Black Panther: Wakanda Forever, la recensione: l’eredità del re

Black Panther: Wakanda Forever, la recensione: l'eredità del re

Il re nobile di Wakanda è morto, la tecnologia e la magia ancestrale delle tradizioni degli antichi non hanno potuto nulla contro la fatalità. Il regno ritorna nelle mani della regina madre che cerca di governare una situazione in bilico fra il dolore del lutto, le minacce esterne sempre più risolute ed una società che senza il suo paladino Black Phanter sembra essere ad un passo dalla caduta. Nel momento più oscuro appare dalle acque un re nemico, che come il re perduto deve il suo potere ad una pianta magica ed un metallo invincibile. Ma il suo non è un saluto, bensì un ultimatum. Con Black Panther: Wakanda Forever (trailer) Ryan Coogler mette in scena quello che ad oggi è il film Disney MCU più drammatico della sua storia, nonché quello con più spazio alla psicologia dei personaggi, alle loro fragilità e con una costruzione dell’elaborazione del lutto mai concessa ad un film del mondo Marvel.

La morte di Chadwick Boseman ha rappresentato non solo la fine della vita di un talento ma anche di un progetto che la Disney e la Marvel avevano sviluppato per durare nel tempo; per non parlare dell’impatto mediatico che ha avuto questa perdita, facendo molto rapidamente dell’attore perduto una vera icona della cultura pop contemporanea.
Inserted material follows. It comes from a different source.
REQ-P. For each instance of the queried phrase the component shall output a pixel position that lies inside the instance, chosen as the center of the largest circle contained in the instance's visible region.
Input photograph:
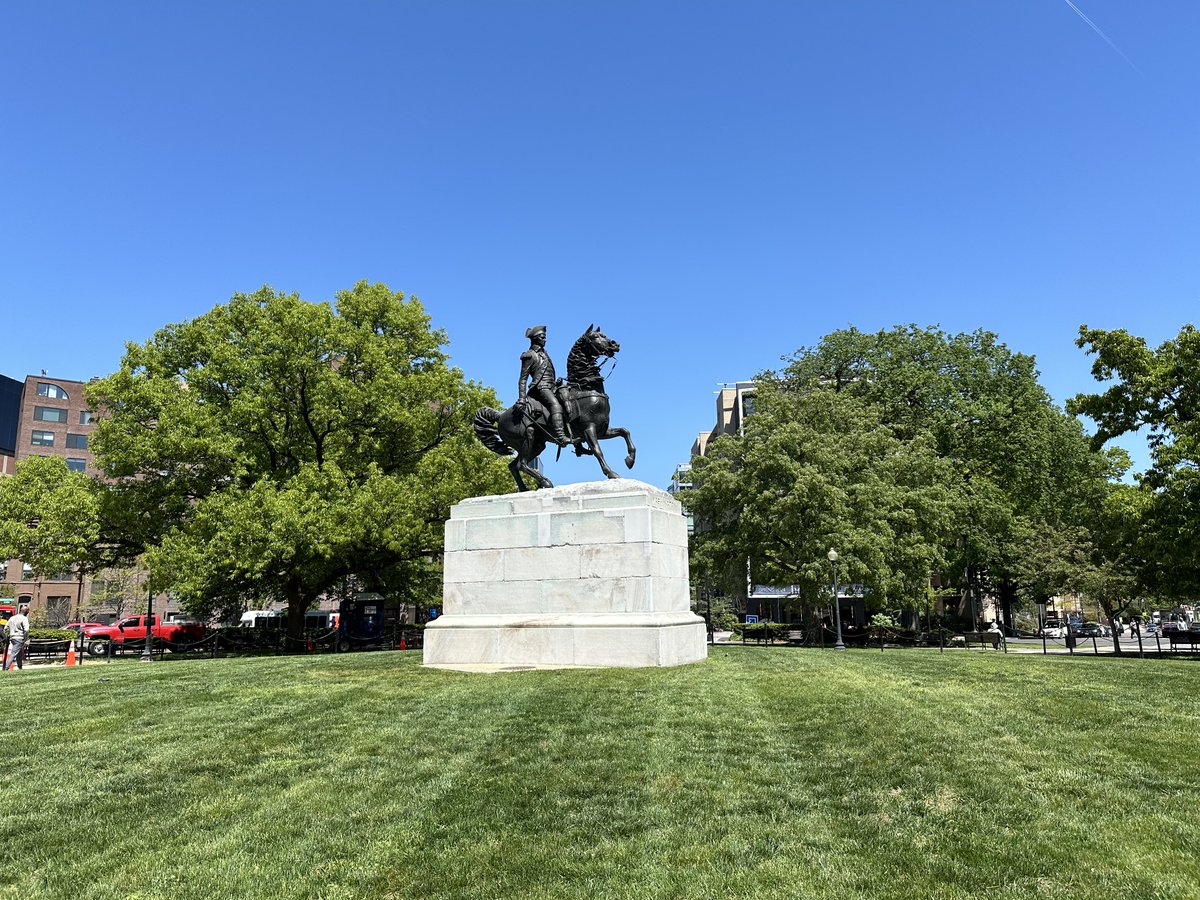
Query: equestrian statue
(550, 411)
Coogler quindi riparte proprio dall’iconicità del volto di Boseman e fa della perdita dell’eroe il tema dominante del suo racconto cinematografico, costruendo sul vuoto una solida struttura narrativa, un film maturo ed una soluzione narrativa del tutto diversa da qualsiasi film sia stato fino ad ora prodotto in casa Marvel. Alla qualità di una scrittura matura si aggiunge la determinazione di fare dell’opera un simbolo della nuova cultura afroamericana ed un prodotto sopra lo standard cinematografico, che fa del pensiero anticolonialista e della critica storica alle conquiste imperialiste bianche un punto basilare per la comprensione del testo ed un motore credibile per i percorsi interiori dei protagonisti.

Se da una parte il progetto deve riscrivere la mitologia di Black Panther dovendosi adeguare alla perdita extradiegetica e sviluppando così un film, un personaggio (ora passato a Letitia Wright) ed un mondo che devono per riflesso adeguarsi al lutto e trovare un nuovo equilibrio, dall’altra agli sceneggiatori spetta il compito di dover riscrivere il mito del personaggio dei fumetti Namor (Tenoch Huerta). Nato nel 1939 ed originariamente bianco, Namor è da sempre raccontato come un atlantideo ambizioso ed arrogante che odia l’umanità per lo sfruttamento del mare e si pone, da tradizionale villain degli anni ’30, come arrogante teorico di una razza superiore a cui ritiene di appartenere. Nella nuova versione il regno di Namor è frutto delle violenze ispaniche colonialiste e lui come il suo popolo non sono altro che Maya sfuggiti al massacro e divenuti i fondatori dell’Atlantide del mondo Marvel. Il personaggio è molto più ricco e sfaccettato rispetto a quello dei fumetti e le sue nuove origini lo rendono interessante ed innovativo. Così le due più potenti nazioni al mondo sono in realtà segrete e frutto delle mostruosità prodotte dell’avidità dell’Occidente bianco.

Ai personaggi visti nel primo film stand alone di Black Panther viene concesso di crescere, di subire perdite e umiliazioni che ne arricchiscono la natura e lo spessore psicologico. Forse l’unica figura che lascia perplessi è quella di Ironheart (Dominique Thorne), futura protagonista di una serie Disney+ sul sottofilone di Iron Man. Un personaggio che sembra appiccicato alla peggio al resto della storia e stona quasi sempre con il contesto narrativo. Per non parlare di quanto sia brutta l’armatura con cui affronta il finale: se la figura di Ironheart sembra del tutto buttata dentro dal punto di vista della sceneggiatura, la sua immagine estetica è completamente incoerente con l’ambiente e graficamente fuori posto con il resto del film.

Black Panther: Wakanda Forever ha una resa spettacolare di notevole livello e se ne consiglia la visione al cinema piuttosto che in streaming: Trattandosi di uno dei film più seri e ben drammatizzati dell’MCU merita il rispetto di una visione sul grande schermo. Da menzionare il valente contributo di Angela Bassett e la colonna sonora di Ludwig Göransson, con una selezione di alcune canzoni molto interessanti e bene integrate.

Black Panther: Wakanda Forever è al cinema dal 9 novembre.